Volume IV-5
ISPRS Ann. Photogramm. Remote Sens. Spatial Inf. Sci., IV-5, 29-36, 2018
https://doi.org/10.5194/isprs-annals-IV-5-29-2018
© Author(s) 2018. This work is distributed under
the Creative Commons Attribution 4.0 License.
ISPRS Ann. Photogramm. Remote Sens. Spatial Inf. Sci., IV-5, 29-36, 2018
https://doi.org/10.5194/isprs-annals-IV-5-29-2018
© Author(s) 2018. This work is distributed under
the Creative Commons Attribution 4.0 License.

  15 Nov 2018

15 Nov 2018

ONLINE GEOPROCESSING USING MULTI-DIMENSIONAL GRIDDED DATA

A. Kiran, P. K. Gupta, A. K. Jha, and S. Saran A. Kiran et al.
  • Geoinformatics Department, Indian Institute of Remote Sensing, Dehradun, India

Keywords: Data Cube, Geoprocessing, Python, LISS III Data, NDVI, Online Spatial Analysis

Abstract.
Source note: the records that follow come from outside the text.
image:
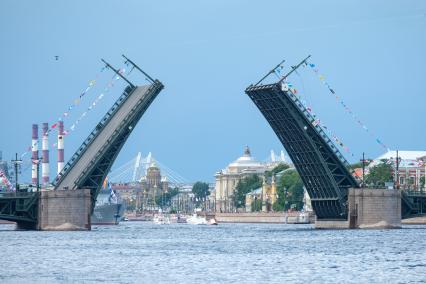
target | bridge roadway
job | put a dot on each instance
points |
(91, 163)
(322, 167)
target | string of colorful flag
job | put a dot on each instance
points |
(107, 88)
(344, 105)
(288, 86)
(75, 103)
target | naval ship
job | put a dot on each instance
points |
(109, 210)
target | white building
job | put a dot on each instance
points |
(411, 169)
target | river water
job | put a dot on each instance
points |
(140, 252)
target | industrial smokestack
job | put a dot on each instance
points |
(34, 149)
(60, 146)
(45, 148)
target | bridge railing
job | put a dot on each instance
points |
(120, 101)
(317, 127)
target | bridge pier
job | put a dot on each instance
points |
(369, 209)
(64, 210)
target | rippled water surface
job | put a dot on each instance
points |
(139, 252)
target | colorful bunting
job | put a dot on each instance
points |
(346, 108)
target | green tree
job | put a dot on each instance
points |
(290, 192)
(279, 168)
(163, 200)
(379, 174)
(200, 190)
(244, 186)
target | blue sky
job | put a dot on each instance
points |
(206, 53)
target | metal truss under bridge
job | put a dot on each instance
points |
(321, 166)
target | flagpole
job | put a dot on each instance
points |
(270, 72)
(294, 68)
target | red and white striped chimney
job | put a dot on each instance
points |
(45, 148)
(60, 146)
(34, 149)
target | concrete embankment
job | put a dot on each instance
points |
(414, 221)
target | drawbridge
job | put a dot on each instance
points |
(91, 163)
(321, 166)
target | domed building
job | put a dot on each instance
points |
(227, 179)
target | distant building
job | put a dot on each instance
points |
(412, 167)
(143, 193)
(228, 178)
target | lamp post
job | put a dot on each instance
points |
(16, 164)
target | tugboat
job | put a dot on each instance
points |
(109, 209)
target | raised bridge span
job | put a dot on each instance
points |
(91, 163)
(321, 166)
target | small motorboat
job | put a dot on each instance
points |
(160, 219)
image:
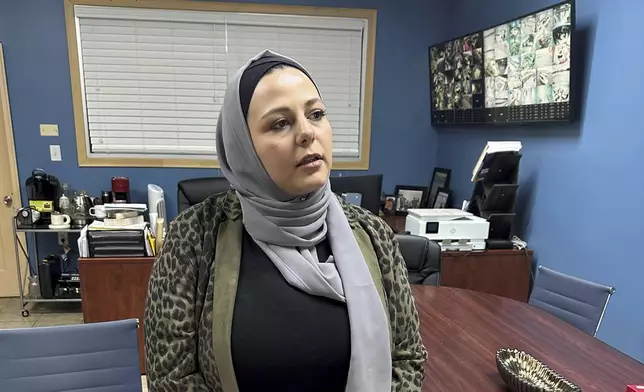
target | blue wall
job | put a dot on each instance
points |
(581, 186)
(403, 143)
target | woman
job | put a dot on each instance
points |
(279, 285)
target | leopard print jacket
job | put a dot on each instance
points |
(179, 309)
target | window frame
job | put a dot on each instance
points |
(73, 44)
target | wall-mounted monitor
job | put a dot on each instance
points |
(515, 72)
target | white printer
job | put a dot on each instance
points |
(452, 228)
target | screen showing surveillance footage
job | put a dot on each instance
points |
(457, 73)
(525, 77)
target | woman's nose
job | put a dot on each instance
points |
(306, 134)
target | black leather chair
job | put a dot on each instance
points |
(423, 259)
(196, 190)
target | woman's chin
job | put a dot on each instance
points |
(312, 182)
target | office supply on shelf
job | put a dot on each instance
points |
(120, 190)
(33, 231)
(452, 228)
(369, 187)
(156, 204)
(42, 193)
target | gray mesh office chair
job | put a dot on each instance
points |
(87, 357)
(576, 301)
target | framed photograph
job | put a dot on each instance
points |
(390, 204)
(409, 196)
(443, 198)
(440, 179)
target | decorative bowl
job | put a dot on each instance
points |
(524, 373)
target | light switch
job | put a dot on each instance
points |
(54, 152)
(48, 129)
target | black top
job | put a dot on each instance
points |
(284, 339)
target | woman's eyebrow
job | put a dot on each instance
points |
(283, 109)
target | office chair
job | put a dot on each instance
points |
(422, 257)
(576, 301)
(84, 357)
(196, 190)
(369, 186)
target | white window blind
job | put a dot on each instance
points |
(154, 80)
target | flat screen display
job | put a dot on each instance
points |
(525, 76)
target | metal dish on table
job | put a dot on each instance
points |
(524, 373)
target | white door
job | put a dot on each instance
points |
(9, 194)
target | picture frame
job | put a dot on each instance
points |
(389, 206)
(440, 179)
(409, 196)
(443, 198)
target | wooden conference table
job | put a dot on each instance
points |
(462, 330)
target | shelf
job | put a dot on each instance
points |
(31, 300)
(46, 230)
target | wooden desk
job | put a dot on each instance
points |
(462, 330)
(498, 271)
(501, 272)
(115, 289)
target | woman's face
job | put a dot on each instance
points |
(290, 131)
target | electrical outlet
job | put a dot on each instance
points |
(54, 153)
(48, 129)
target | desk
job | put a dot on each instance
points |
(115, 289)
(504, 272)
(462, 330)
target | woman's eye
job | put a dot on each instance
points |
(317, 115)
(281, 124)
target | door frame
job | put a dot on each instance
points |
(8, 127)
(7, 130)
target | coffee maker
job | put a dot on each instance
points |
(43, 191)
(120, 190)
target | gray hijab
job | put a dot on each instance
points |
(287, 229)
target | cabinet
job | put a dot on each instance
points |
(504, 272)
(115, 289)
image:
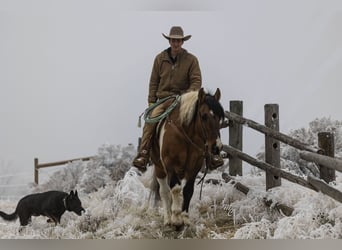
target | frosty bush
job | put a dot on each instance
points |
(290, 159)
(109, 165)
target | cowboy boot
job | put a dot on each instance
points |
(141, 160)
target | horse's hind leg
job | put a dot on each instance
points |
(176, 207)
(165, 195)
(188, 191)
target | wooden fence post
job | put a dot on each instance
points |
(36, 170)
(272, 146)
(235, 138)
(327, 143)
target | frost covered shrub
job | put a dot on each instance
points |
(290, 159)
(109, 165)
(117, 159)
(65, 179)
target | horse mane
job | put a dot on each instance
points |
(187, 108)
Traditional geoprocessing techniques often rely on the use of multiple softwares for data handling and management which consumes almost 80% of the time and requires the user to be well versed with all the intricacies of pre-processing. Therefore, there is a need to reverse the trend on analysis and data management, so as to enable scientists and researchers to focus on the science rather than data handling and pre-processing. The concept of a Data Cube which is a massive multi-dimensional array of raster or gridded data, ‘stacks’ satellite images and addresses the problems faced by traditional remote sensing practices and provides an interactive environment where datasets can be analysed with relative ease as compared to its traditional counterparts. This framework allows multi-format and multi-projection datasets spanning decades to be used in various geoprocessing techniques from simple GIS tasks such as data conversion, time series generation, and to do more complex tasks such as change detection, NDVI generation, unsupervised classification and modelling. LISS III data for the state of Uttarakhand, India was used on an interactive interface called the Jupyter Notebook where scripts written in Python allowed data to be ingested, analysed and visualised. The Data Cube framework hence proved to be a flexible and extensive development environment which can be extended to meet more complex modelling requirements.